Wednesday, 20 July 2016

"What a scrum - just look at 'em!" exclaimed the plummy voice

* Dr Frank Aaron (left) and Alec Olney at the start of the last lap.
BROMFORD Bridge was never one of Britain’s most glamorous or scenic racetracks. But it certainly had an interesting 71-year lifespan: Suffragettes burned down its main grandstand, it was used as an anti-aircraft station during the war, and in 1949 humans replaced horses when it hosted the English national cross-country championships.

Now Bromford Bridge is no more. Lester Piggott, Greville Starkey and other famous jockeys dismounted one wet June evening in 1965 and next day the place closed for good. Birmingham council purchased the site and bulldozers moved in. Nowadays the site is a sprawling housing estate with a long chunk of the M6 motorway thrown in for good measure.
You can still make out parts of where the racetrack went, but you need to look very carefully among puddles and long grass under overhead cables and the motorway flyover.

I jogged around here as part of my 12-month tour of the race venues graced by forgotten athletics hero Sydney Wooderson – the subject of my next book.
Sydney performed here in the twilight of his spectacular, albeit war-interrupted, career. By now he was 33 and concentrating solely on cross-country, his days as the world’s greatest miler slipping into history.

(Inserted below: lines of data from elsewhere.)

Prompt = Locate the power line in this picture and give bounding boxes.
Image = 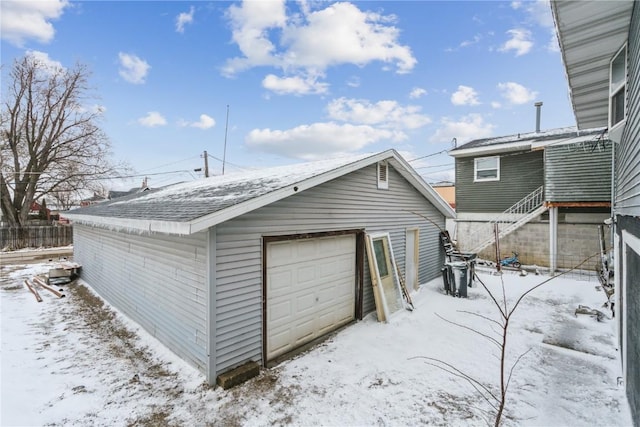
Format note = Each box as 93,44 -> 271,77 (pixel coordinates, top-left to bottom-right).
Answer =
139,155 -> 200,172
206,153 -> 246,171
407,149 -> 450,162
414,163 -> 454,170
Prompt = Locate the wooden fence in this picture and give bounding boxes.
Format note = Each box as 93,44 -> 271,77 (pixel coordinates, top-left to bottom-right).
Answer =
0,225 -> 73,250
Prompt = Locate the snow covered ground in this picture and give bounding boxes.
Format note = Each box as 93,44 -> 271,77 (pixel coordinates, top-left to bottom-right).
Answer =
0,259 -> 633,426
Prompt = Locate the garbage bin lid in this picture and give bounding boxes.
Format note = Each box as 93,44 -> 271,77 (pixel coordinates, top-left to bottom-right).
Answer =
445,261 -> 467,268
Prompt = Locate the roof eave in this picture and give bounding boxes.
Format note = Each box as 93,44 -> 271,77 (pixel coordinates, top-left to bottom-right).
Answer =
387,156 -> 456,219
552,0 -> 634,130
64,213 -> 192,235
448,142 -> 532,158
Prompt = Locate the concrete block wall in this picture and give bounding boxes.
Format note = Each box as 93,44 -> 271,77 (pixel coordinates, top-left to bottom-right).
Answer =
457,219 -> 607,270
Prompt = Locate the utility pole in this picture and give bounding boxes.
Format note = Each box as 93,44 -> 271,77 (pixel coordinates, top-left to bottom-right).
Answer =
223,104 -> 229,175
203,150 -> 209,178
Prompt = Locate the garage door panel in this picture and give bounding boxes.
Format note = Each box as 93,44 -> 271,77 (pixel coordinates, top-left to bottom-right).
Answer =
269,330 -> 291,355
295,293 -> 317,314
297,265 -> 317,284
267,235 -> 356,361
269,300 -> 292,324
268,269 -> 293,293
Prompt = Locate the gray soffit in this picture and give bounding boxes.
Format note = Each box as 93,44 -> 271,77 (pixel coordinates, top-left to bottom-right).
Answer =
552,0 -> 634,129
65,149 -> 455,235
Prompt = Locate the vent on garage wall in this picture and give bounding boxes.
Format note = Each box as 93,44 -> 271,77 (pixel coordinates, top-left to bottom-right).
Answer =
377,162 -> 389,190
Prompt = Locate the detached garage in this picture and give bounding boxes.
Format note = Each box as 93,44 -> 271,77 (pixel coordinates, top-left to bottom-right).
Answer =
66,149 -> 455,384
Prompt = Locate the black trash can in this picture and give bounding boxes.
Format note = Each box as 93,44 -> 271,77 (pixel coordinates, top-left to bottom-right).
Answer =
450,252 -> 476,287
446,261 -> 469,298
441,266 -> 451,295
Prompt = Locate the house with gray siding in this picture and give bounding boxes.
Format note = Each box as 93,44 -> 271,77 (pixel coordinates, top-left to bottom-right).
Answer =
65,149 -> 455,385
449,126 -> 612,270
552,1 -> 639,423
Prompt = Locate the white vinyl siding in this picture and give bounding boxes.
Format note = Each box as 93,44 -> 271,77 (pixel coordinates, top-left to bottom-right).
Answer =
73,225 -> 208,372
474,156 -> 500,182
214,164 -> 445,373
617,14 -> 640,214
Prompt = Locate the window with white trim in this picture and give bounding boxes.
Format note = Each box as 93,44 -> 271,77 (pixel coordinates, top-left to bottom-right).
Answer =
610,44 -> 627,129
474,156 -> 500,182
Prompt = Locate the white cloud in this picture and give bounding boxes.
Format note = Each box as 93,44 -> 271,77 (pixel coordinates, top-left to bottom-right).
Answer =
499,28 -> 533,56
222,0 -> 287,75
491,101 -> 502,109
25,50 -> 64,74
183,114 -> 215,130
281,3 -> 416,74
222,1 -> 416,88
118,52 -> 150,84
346,76 -> 360,88
429,114 -> 495,144
409,87 -> 427,99
245,122 -> 398,160
511,0 -> 558,53
460,34 -> 482,48
451,85 -> 480,106
262,74 -> 329,95
547,33 -> 559,53
515,0 -> 554,28
0,0 -> 68,46
327,98 -> 431,130
498,82 -> 538,104
138,112 -> 166,127
176,6 -> 195,33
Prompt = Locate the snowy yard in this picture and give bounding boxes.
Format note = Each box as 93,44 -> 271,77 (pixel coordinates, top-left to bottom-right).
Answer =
0,259 -> 633,426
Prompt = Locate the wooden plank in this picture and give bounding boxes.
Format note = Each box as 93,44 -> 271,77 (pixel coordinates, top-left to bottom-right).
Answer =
24,279 -> 42,302
33,276 -> 65,298
544,201 -> 611,207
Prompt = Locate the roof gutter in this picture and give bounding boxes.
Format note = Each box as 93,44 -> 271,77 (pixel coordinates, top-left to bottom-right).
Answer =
64,213 -> 192,235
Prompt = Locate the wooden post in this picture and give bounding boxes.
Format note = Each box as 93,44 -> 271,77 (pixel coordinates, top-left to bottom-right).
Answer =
494,223 -> 501,273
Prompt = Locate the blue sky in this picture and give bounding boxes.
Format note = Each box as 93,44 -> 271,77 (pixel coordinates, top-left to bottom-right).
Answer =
1,0 -> 575,190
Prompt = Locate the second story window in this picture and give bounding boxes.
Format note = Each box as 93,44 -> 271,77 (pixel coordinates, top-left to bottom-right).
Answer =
474,156 -> 500,182
610,44 -> 627,129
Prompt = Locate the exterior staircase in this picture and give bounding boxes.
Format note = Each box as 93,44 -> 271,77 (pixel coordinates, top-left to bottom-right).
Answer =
467,186 -> 548,254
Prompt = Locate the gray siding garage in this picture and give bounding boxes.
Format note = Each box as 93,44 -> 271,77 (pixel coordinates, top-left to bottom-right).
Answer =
66,150 -> 455,384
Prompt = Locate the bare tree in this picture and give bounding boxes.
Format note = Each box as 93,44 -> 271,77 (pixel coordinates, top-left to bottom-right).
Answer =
413,254 -> 599,426
0,54 -> 119,226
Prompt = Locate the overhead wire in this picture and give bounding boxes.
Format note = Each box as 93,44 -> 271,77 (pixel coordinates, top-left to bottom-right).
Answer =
139,155 -> 201,172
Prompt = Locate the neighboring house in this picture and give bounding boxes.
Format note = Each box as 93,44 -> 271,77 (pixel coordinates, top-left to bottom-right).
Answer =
108,184 -> 150,200
449,126 -> 612,270
552,1 -> 639,423
431,181 -> 455,210
79,193 -> 107,207
64,150 -> 455,385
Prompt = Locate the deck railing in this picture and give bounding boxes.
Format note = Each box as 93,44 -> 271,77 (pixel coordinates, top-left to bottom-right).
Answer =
464,186 -> 546,253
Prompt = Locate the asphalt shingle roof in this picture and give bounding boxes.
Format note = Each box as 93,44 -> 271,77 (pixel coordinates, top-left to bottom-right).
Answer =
68,153 -> 378,223
450,126 -> 606,153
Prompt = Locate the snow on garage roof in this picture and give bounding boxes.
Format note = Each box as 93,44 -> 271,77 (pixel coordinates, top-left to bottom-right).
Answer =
65,149 -> 455,235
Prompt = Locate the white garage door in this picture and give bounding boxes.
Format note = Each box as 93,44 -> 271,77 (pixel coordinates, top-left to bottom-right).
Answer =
266,234 -> 356,360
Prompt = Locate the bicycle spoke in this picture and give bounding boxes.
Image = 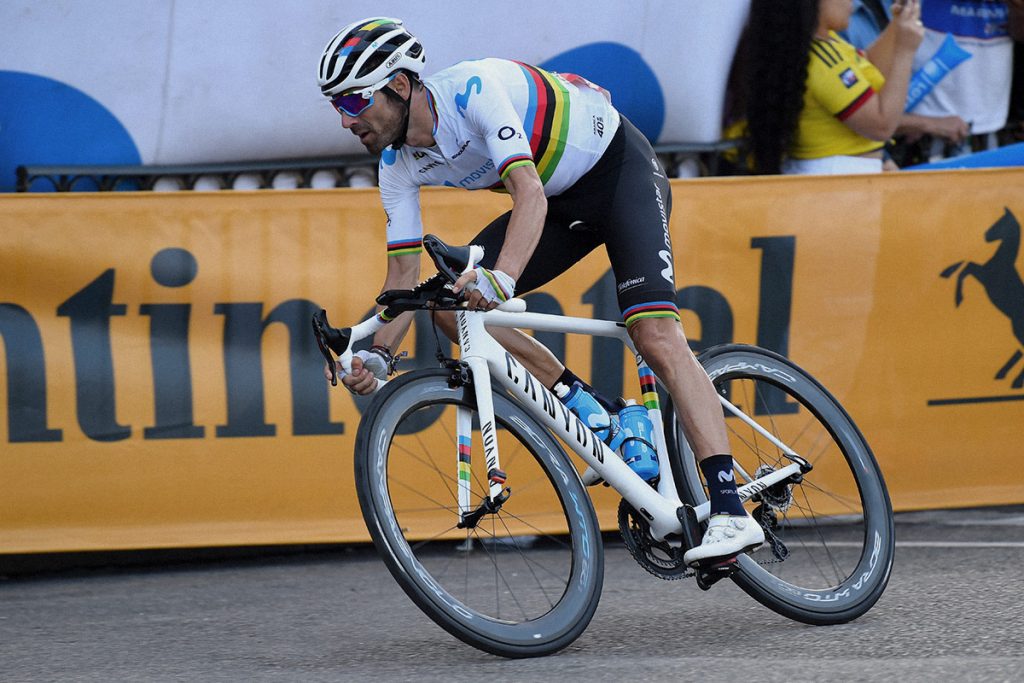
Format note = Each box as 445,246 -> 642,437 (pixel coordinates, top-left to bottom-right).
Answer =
366,375 -> 593,635
657,348 -> 892,624
494,513 -> 559,608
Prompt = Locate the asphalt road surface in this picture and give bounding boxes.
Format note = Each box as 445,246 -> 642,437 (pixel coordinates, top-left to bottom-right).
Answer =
2,507 -> 1023,682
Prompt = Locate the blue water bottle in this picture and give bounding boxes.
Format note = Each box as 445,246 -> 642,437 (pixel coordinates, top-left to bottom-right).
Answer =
617,401 -> 659,482
555,382 -> 614,443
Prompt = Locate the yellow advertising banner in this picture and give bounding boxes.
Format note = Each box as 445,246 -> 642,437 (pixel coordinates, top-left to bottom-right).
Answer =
1,169 -> 1022,554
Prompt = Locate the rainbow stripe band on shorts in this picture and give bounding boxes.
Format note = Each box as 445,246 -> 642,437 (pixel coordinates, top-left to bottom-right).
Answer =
387,238 -> 423,257
623,301 -> 681,328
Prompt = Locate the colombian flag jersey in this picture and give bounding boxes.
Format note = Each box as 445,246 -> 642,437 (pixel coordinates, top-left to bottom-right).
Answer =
790,31 -> 887,160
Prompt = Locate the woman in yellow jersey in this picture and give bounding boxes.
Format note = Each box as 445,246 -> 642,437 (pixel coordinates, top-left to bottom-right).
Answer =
740,0 -> 925,174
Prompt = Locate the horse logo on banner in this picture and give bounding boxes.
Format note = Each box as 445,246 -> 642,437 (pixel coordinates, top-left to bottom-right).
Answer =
941,208 -> 1024,390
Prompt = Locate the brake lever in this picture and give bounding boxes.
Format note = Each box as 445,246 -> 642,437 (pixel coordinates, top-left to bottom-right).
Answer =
311,309 -> 351,386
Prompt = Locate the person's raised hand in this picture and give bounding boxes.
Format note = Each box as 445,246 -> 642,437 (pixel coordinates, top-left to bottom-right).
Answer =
891,0 -> 925,52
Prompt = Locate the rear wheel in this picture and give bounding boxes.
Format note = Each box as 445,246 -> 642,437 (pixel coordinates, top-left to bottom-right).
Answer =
354,369 -> 604,657
666,345 -> 894,624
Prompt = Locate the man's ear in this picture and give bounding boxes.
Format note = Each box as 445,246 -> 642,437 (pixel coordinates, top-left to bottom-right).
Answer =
389,72 -> 411,98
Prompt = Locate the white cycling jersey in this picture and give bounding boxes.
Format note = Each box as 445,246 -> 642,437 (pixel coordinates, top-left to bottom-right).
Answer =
378,58 -> 620,256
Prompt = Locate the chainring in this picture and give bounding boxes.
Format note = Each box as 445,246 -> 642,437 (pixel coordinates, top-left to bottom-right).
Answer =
617,499 -> 692,580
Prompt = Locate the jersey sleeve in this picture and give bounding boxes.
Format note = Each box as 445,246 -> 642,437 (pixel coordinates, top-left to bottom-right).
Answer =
378,155 -> 424,257
807,39 -> 876,121
461,73 -> 536,181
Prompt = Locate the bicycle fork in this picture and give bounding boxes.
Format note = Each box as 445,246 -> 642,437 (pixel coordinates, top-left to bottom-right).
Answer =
454,314 -> 511,529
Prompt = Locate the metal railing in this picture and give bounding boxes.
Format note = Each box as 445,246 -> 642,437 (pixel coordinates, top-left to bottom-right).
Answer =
15,155 -> 377,192
14,140 -> 741,193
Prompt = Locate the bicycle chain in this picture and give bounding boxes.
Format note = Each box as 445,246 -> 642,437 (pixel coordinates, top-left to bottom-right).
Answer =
619,499 -> 786,581
618,499 -> 693,580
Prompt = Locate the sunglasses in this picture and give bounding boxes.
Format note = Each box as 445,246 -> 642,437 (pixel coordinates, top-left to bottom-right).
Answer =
330,75 -> 395,117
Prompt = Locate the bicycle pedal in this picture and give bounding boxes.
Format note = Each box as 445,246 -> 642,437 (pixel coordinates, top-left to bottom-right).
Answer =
694,556 -> 738,591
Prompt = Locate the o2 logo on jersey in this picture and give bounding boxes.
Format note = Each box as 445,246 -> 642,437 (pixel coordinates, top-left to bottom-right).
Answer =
497,126 -> 521,141
455,76 -> 482,118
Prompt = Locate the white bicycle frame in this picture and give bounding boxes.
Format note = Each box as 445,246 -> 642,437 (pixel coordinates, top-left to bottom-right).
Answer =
337,250 -> 805,543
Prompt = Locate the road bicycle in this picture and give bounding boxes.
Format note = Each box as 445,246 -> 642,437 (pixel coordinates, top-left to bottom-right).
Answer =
312,235 -> 895,658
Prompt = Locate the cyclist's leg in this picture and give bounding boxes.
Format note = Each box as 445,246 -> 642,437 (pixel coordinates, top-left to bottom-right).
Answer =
433,209 -> 602,386
594,145 -> 730,459
582,117 -> 763,563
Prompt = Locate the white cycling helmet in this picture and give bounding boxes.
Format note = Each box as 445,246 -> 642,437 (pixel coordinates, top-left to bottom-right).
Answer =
318,17 -> 426,98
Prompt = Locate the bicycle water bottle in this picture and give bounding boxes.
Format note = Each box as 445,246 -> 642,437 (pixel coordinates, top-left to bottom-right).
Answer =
617,401 -> 659,482
555,382 -> 614,443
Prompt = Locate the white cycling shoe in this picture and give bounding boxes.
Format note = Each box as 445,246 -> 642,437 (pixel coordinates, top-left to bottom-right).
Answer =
683,513 -> 765,567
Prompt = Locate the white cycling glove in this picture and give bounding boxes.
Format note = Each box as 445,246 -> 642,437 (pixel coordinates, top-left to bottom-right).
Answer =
464,267 -> 516,305
354,346 -> 394,380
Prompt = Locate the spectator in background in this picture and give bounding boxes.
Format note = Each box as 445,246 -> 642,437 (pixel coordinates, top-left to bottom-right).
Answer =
846,0 -> 894,46
842,0 -> 970,159
909,0 -> 1014,158
1003,0 -> 1024,142
740,0 -> 924,174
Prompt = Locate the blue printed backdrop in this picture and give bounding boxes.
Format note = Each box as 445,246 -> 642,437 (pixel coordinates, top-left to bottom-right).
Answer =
0,72 -> 141,191
540,42 -> 665,143
0,1 -> 750,191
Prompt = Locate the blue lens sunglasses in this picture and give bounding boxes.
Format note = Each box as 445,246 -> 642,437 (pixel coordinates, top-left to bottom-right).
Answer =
330,75 -> 396,117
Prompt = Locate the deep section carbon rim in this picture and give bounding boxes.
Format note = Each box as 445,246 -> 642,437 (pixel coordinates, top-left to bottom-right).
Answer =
671,345 -> 894,622
354,370 -> 602,656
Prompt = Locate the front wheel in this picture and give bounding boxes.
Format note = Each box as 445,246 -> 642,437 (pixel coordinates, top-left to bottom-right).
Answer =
354,369 -> 604,657
666,345 -> 895,625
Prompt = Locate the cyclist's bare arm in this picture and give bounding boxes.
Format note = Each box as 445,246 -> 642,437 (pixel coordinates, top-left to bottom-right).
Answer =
448,162 -> 562,385
373,252 -> 421,352
495,163 -> 546,279
454,164 -> 546,308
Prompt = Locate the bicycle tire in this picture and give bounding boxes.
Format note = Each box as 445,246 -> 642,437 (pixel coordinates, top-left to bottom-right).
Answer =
665,344 -> 894,625
354,368 -> 604,657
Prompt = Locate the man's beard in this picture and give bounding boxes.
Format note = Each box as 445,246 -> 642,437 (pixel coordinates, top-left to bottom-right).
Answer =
364,126 -> 396,155
359,101 -> 406,155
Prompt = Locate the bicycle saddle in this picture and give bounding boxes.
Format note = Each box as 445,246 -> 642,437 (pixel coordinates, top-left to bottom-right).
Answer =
423,234 -> 476,285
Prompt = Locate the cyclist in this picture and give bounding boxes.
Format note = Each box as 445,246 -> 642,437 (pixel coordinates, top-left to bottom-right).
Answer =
317,17 -> 764,567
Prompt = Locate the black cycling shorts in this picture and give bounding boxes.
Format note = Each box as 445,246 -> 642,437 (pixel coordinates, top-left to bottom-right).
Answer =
472,116 -> 678,327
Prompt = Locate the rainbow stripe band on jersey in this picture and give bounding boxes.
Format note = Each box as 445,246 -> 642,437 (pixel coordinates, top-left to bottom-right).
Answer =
425,87 -> 439,135
638,366 -> 660,411
497,153 -> 534,180
623,301 -> 681,328
375,309 -> 397,325
516,63 -> 571,185
387,238 -> 423,257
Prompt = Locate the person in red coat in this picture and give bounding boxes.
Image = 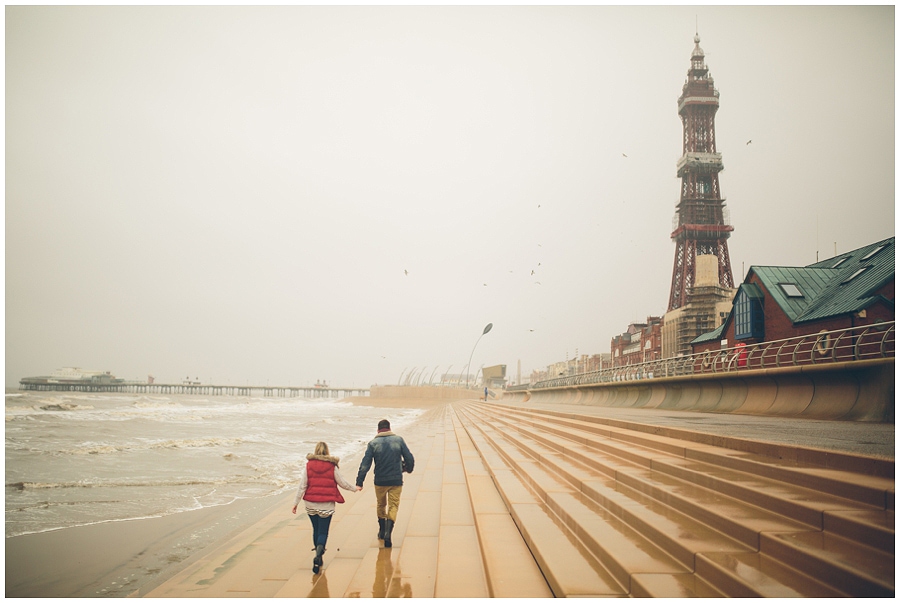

*Bromford Bridge as it looks now . . .
Having caused a real stir by winning ‘the National’ at Sheffield the previous year (1948), Sydney lined up at Bromford Bridge as a popular reigning champion. He was among a record pre-entry of nearly 2,000 runners for this 62nd annual staging of the event – and a record 449 started the senior men’s contest.
“It was colossal,” wrote one correspondent, and the Pathe News commentator with the plummy voice exclaimed: “What a scrum! Just look at ’em!”

Jimmy Green, editor of Athletics magazine, called for restrictions in future as he believed this size of field was totally unwieldy, despite the good facilities at Bromford Bridge. The 10-mile course featured fences to be hurdled, rough tussocky grass and a hill that had a cliff-like descent. The runners got changed in the racehorse stables, one stable allocated to each club.
After the spectacular sight of the mass start, Sydney was nippy enough to establish a prominent place early on, but after a few miles he dropped back. His finish position was recorded as 52nd, very modest by his high standards, but no great shock really. His salad days were over by now and his priority was to help his Blackheath team effort rather than seek personal glory.

A thrilling duel up at the sharp end saw the Leeds doctor Frank Aaron pip North Londoner Alec Olney by 30 yards to become the new English champion. Sydney didn’t seem unduly sad about handing over his coveted cross-country crown – for holding the title for a year had been a wonderful bonus at the end of a career that might easily have ended years earlier.   
Apart from an outing at the London-Brighton Road Relay the following month, this Birmingham appearance of 1949 would prove Sydney’s very last taste of serious competition. His only other races before complete retirement would be a handful of relatively minor club events.

Within a matter of months his spikes and road flats had been hung up for good and Sydney had married his work colleague Pamela. From 1950 onwards athletics would take a back seat in his life.

* PROJECT SYDNEY is more than just my forthcoming book about the forgotten British hero Sydney Wooderson. It also incorporates my 60th birthday ‘challenge’ – which was to visit and run at 60 of the places where Sydney raced during his remarkable career - all to be done while I am 60! This blog records the progress of that challenge. Conveniently, it should also help keep me fit and assist with research for the book!
*The racetrack is now a housing estate with racing-related street names.